Many Americans despise such treatment of the Constitution by the Supreme Court who often maintain wording while transforming authorial intention. Many Evangelicals protested the same with the supposed creedal agreement between Catholics and Evangelicals in “Evangelicals and Catholics Together” (1994). For example, how can we agree on the wording for the teaching of justification, when the words mean something different for the two traditions? Similarly, why do we feel at liberty to change the meaning of a clause in the Creed just so we can preserve its wording? Have we not detracted from the unity we supposedly enjoy with the original authors of the document?
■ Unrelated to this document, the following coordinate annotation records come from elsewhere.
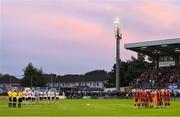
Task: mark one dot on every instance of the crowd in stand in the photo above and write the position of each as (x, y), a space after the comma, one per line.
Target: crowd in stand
(161, 76)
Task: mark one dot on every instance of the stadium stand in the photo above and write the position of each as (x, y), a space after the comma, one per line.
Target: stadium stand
(166, 54)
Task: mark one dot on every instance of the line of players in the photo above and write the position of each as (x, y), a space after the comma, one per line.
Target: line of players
(37, 95)
(152, 98)
(17, 97)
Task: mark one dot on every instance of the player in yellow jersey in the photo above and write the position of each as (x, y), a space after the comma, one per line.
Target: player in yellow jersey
(10, 98)
(20, 96)
(14, 98)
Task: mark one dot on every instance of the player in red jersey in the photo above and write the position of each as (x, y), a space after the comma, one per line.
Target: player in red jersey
(158, 98)
(168, 98)
(151, 99)
(136, 96)
(143, 98)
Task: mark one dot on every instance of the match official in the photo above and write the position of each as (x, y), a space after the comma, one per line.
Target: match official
(10, 98)
(14, 99)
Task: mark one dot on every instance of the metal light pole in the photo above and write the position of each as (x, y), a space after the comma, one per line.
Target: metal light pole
(117, 37)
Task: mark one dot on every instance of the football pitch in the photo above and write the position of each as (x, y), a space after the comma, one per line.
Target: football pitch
(88, 107)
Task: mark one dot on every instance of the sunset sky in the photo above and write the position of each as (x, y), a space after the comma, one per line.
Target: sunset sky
(76, 36)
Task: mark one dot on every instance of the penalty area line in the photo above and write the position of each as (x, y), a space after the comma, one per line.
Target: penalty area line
(88, 116)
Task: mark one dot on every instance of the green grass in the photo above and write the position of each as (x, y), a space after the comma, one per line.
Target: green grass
(96, 107)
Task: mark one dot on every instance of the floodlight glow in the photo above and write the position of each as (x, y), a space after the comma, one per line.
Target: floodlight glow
(164, 45)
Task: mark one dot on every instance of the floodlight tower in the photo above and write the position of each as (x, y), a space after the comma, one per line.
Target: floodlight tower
(118, 37)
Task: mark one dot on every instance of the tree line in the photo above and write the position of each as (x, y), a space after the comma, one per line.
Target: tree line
(129, 70)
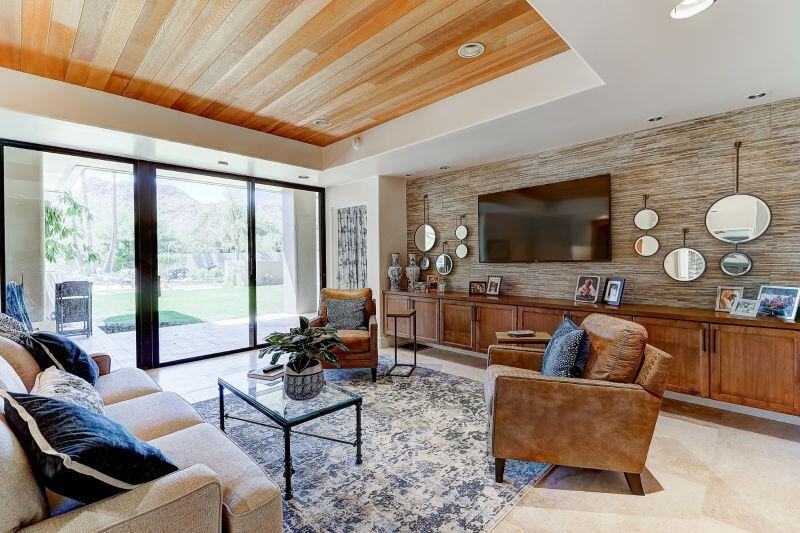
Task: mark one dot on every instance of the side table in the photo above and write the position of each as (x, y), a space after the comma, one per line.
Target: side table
(411, 315)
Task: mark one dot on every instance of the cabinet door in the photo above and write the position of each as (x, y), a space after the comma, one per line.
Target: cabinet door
(396, 303)
(492, 318)
(687, 342)
(757, 367)
(456, 321)
(539, 318)
(427, 319)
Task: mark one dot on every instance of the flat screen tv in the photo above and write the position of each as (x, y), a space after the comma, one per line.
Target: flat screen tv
(565, 221)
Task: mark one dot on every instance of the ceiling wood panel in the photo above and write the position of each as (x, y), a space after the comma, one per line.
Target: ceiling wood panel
(276, 65)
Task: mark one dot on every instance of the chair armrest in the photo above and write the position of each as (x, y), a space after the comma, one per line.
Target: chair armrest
(103, 362)
(525, 357)
(566, 421)
(187, 500)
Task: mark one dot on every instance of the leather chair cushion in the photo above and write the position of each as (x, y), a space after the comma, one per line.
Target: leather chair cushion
(356, 340)
(616, 348)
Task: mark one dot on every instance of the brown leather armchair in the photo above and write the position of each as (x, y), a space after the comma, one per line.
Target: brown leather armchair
(362, 345)
(603, 421)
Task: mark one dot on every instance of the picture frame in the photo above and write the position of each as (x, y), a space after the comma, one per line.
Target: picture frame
(726, 296)
(478, 287)
(613, 292)
(777, 301)
(587, 289)
(744, 307)
(493, 285)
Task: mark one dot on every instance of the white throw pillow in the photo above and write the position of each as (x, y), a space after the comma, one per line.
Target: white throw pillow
(55, 383)
(9, 379)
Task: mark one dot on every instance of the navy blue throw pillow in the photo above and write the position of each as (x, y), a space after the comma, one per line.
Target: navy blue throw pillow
(559, 357)
(77, 453)
(50, 349)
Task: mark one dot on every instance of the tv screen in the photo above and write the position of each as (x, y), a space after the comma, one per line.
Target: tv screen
(565, 221)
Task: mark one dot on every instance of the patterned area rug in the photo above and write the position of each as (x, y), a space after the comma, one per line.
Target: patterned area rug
(425, 462)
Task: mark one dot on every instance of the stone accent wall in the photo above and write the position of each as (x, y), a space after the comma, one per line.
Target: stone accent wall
(684, 168)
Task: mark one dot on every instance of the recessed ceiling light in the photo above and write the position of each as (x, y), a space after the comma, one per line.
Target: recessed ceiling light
(471, 50)
(690, 8)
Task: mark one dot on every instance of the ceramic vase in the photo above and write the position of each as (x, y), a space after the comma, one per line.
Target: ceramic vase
(395, 272)
(412, 270)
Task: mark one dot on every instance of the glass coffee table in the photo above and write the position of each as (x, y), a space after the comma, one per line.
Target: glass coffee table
(267, 398)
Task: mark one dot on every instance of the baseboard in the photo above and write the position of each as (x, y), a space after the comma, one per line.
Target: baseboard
(734, 408)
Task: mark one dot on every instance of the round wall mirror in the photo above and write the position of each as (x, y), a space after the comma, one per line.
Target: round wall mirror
(424, 237)
(738, 218)
(736, 264)
(684, 264)
(444, 264)
(646, 245)
(646, 219)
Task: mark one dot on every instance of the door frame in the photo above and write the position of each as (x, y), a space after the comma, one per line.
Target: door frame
(146, 245)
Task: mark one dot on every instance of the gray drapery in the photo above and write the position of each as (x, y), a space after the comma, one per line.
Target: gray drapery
(352, 245)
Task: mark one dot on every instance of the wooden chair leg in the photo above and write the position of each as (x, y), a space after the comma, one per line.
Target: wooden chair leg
(635, 483)
(499, 468)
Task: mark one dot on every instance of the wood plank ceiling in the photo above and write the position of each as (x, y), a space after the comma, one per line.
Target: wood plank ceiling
(275, 65)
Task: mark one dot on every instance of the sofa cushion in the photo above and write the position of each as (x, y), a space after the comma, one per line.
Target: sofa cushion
(51, 349)
(251, 500)
(23, 501)
(55, 383)
(80, 454)
(356, 340)
(20, 360)
(616, 348)
(154, 415)
(124, 384)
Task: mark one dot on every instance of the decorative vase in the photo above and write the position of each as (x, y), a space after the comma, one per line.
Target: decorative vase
(395, 272)
(412, 271)
(304, 385)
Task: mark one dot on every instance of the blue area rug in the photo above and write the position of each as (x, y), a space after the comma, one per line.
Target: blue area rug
(425, 462)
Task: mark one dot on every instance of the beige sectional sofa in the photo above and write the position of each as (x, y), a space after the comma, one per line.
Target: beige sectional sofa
(218, 487)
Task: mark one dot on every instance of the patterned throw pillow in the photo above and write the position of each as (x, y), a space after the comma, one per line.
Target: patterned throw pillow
(345, 313)
(559, 357)
(55, 383)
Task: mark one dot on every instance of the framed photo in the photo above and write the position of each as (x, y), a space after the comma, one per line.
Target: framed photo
(588, 289)
(614, 288)
(744, 307)
(477, 287)
(493, 285)
(780, 302)
(726, 296)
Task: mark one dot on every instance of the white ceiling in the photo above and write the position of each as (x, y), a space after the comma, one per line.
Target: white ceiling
(629, 61)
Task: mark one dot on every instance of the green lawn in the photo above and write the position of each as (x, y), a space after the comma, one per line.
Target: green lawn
(204, 304)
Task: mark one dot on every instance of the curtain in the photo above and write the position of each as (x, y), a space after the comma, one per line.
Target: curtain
(352, 246)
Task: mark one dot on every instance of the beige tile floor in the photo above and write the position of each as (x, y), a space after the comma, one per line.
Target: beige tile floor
(708, 470)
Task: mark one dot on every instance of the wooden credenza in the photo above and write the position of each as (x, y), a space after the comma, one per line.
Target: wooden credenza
(747, 361)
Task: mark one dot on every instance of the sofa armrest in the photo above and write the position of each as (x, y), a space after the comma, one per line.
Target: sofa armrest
(103, 362)
(566, 421)
(525, 357)
(187, 500)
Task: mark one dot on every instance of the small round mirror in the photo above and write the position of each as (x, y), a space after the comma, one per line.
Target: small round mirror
(736, 264)
(424, 238)
(684, 264)
(444, 264)
(738, 218)
(646, 219)
(646, 245)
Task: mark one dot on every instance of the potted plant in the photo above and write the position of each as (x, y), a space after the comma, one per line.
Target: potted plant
(307, 347)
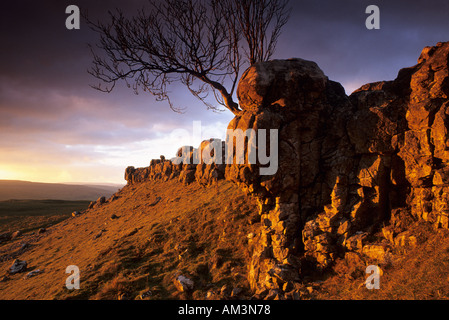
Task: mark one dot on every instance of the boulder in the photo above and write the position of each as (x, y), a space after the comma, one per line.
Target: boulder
(18, 266)
(183, 284)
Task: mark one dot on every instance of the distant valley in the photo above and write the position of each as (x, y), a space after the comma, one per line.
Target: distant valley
(20, 190)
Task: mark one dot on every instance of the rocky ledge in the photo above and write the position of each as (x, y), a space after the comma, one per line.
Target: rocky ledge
(347, 166)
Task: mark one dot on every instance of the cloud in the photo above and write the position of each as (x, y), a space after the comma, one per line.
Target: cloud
(53, 125)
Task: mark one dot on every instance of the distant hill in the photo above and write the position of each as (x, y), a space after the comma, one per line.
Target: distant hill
(14, 189)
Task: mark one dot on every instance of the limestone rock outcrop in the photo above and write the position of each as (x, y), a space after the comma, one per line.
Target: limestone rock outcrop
(344, 166)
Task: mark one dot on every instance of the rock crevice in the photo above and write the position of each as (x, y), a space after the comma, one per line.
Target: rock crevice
(346, 164)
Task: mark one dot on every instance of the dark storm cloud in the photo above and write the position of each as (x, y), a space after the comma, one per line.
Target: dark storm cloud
(48, 111)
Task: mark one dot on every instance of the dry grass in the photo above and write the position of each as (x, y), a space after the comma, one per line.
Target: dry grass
(198, 232)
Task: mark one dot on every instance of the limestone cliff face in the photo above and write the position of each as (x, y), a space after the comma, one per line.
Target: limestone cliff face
(346, 165)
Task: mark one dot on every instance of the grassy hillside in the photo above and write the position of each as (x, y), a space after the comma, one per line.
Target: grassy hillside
(29, 215)
(159, 230)
(140, 240)
(12, 189)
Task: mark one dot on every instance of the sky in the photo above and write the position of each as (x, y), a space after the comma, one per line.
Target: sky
(55, 128)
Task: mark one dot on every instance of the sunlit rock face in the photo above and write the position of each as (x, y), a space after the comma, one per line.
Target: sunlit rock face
(345, 166)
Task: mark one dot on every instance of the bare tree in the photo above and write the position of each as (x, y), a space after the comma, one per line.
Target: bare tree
(201, 43)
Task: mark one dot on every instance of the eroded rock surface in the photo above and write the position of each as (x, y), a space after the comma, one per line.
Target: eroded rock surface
(346, 165)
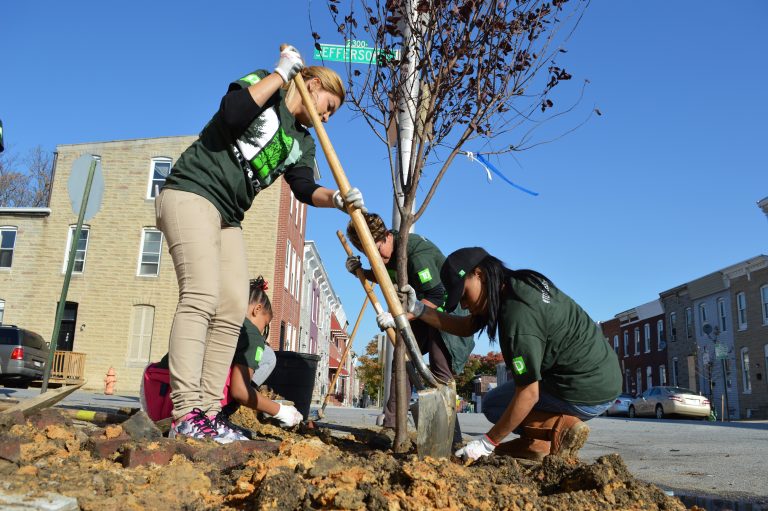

With this in mind, I believe we ought to remove the clause or at least clarify it in a modern form. So, our options are two: (1) Remove the clause entirely with an appeal to the earlier forms of the Creed and/or the idea that early usage of “he descended” simply repeats “was buried”; (2) Modernize the language of the early usage to remove the confusion of descent into “hell,” which the majority of the Reformed do not hold in a literal sense. Why not say something like “he descended into Hades” (with a footnote indicating Hades as the realm of the dead) or “he went to the dead” (as some modern Lutheran forms do–contrary to Luther), which preserves early usage of the phrase?
Some say that this changes the creed and detracts from ecclesiastical unity. I am perplexed by this as most Christians rightly allow and justify modern English translations of the Bible. Why not set forth modern versions of the Creed seeking to preserve not only original wording (formal equivalence/word-for-word translation from Latin) but also original meaning (functional equivalence/thought-for-thought translation). In the end, a good translation seeks to preserve both wording and meaning in a balanced manner. In this way, we can justify, for example, modern versions of the Westminster Standards (which I personally do not like but see how helpful they can be). So, if the clause “he descended into hell” causes confusion, why not modernize it without losing its meaning of being synonymous with burial? Let us be done with this clause, which most Christians fail to understand, not because it is unclear in English but just the opposite.
Did Christ descend into hell? No and Yes, but let us clarify.